August 16, 2009

ROBIN GIVHAN sneers at the dress of Town Hall protesters, thus underscoring the press’s identification with the rulers rather than with the ruled. There was a time when journalists were badly-dressed working stiffs, rather than upper-middle-class strivers putting on airs. That time is long past. But — since although she’s a snob she’s sometimes an insightful one — she nonetheless hits upon a key insight: “Washington’s power brokers have suited up to underscore their authority and the seriousness of the subject matter. And bully for them. But their attire also says: I am the boss of you. All those howling citizens — in their T-shirts and ball caps and baggy shorts — are saying: No, you’re not.”

UPDATE: Reader Thomas Prewitt writes:

The article by Robin Givhan in the Washington Post leads one to wonder, “What do I wear to a town hall event?’
Are protestors part of an astroturfed Brooks Brothers brigade, or are they unserious, ill-kempt, bloviating whiners?

Ms.
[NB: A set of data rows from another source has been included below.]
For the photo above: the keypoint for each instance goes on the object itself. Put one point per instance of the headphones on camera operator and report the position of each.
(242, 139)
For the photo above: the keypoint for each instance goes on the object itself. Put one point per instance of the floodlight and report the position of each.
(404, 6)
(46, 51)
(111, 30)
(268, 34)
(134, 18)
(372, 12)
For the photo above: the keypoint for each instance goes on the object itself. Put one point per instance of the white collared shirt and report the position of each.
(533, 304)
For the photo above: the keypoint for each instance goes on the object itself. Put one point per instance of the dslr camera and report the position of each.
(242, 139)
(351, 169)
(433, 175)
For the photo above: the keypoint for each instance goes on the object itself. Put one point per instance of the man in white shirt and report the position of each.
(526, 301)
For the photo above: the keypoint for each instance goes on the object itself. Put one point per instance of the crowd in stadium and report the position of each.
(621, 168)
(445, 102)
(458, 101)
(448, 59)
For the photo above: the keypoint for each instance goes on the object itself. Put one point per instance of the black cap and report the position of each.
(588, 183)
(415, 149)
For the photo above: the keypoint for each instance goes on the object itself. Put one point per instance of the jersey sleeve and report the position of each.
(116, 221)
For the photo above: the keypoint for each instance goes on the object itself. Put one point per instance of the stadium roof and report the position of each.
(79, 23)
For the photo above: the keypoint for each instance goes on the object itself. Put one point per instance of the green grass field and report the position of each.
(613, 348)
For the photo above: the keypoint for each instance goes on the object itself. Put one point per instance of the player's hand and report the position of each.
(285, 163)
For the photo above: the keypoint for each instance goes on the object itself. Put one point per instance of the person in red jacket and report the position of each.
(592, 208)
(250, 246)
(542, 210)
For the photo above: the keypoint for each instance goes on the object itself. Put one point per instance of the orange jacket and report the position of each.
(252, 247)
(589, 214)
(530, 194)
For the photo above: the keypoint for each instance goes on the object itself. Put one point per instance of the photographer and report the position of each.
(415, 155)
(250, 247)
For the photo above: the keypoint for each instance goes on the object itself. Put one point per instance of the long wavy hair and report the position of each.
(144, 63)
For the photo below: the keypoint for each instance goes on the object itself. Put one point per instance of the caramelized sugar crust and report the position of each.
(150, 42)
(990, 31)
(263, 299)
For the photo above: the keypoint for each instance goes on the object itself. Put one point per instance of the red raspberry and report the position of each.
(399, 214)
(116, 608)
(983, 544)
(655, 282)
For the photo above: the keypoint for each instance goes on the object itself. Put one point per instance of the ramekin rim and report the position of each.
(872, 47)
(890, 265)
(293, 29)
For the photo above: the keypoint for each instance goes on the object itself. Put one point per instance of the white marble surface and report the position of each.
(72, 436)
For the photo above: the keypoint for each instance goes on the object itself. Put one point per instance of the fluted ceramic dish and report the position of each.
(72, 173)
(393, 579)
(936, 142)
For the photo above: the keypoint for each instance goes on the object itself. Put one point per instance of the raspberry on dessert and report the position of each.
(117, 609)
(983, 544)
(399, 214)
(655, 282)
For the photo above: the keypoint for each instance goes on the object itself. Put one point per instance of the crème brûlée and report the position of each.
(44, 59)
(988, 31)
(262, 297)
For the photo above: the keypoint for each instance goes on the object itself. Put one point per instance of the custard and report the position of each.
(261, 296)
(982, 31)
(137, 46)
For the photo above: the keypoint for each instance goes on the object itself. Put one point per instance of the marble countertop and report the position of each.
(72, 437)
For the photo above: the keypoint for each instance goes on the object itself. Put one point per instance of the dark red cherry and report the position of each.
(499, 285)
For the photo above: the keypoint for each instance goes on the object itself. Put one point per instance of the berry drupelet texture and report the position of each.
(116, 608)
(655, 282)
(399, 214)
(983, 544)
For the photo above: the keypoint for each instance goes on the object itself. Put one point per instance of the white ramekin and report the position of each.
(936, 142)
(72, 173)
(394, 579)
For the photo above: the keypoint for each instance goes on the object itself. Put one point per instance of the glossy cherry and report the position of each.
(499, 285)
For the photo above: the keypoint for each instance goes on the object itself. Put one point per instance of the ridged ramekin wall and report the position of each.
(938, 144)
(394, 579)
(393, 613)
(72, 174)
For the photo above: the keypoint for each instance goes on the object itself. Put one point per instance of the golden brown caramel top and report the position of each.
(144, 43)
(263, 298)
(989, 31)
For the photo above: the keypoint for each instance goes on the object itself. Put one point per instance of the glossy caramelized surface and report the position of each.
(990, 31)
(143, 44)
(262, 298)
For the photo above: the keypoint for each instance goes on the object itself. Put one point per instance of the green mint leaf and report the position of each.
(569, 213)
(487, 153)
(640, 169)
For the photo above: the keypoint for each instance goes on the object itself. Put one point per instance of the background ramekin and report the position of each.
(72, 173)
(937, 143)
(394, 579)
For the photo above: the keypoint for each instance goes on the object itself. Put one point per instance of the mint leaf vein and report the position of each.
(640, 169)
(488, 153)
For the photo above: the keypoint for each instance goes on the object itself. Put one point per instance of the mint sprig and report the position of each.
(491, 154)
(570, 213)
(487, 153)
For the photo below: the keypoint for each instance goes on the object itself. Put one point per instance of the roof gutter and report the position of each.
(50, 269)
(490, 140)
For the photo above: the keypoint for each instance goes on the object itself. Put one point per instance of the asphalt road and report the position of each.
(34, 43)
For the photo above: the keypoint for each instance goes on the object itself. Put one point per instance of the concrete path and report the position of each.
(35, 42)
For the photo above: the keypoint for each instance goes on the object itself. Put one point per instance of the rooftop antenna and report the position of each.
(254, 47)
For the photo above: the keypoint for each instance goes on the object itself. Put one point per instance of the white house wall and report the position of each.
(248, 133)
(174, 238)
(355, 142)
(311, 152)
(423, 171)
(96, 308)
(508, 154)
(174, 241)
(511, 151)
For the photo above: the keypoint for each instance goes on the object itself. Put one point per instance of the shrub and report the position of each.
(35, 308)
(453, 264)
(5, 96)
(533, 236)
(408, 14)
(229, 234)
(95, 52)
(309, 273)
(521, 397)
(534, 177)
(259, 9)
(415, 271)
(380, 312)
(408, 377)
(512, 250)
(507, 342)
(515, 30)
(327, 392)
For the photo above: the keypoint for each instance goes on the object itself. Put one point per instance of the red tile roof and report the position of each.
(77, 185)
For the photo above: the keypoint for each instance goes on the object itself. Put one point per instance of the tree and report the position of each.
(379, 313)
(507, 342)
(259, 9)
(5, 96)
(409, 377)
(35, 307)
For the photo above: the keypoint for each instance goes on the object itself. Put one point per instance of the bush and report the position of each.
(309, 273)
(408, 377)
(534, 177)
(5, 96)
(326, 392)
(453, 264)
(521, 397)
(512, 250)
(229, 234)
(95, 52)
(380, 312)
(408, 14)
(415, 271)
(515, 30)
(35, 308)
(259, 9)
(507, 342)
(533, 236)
Givhan’s commentary tells us more about Washington D.C. than it does about the Tea Party movement. The government-political-media establishment cannot seem to understand that their employers/customers are furious. This isn’t about a civil discourse; this is a really bad job review.

The people are hoppin’ mad and are trying to say, “We aren’t taking it anymore.” The recipients of this sentiment ignore it at their own peril.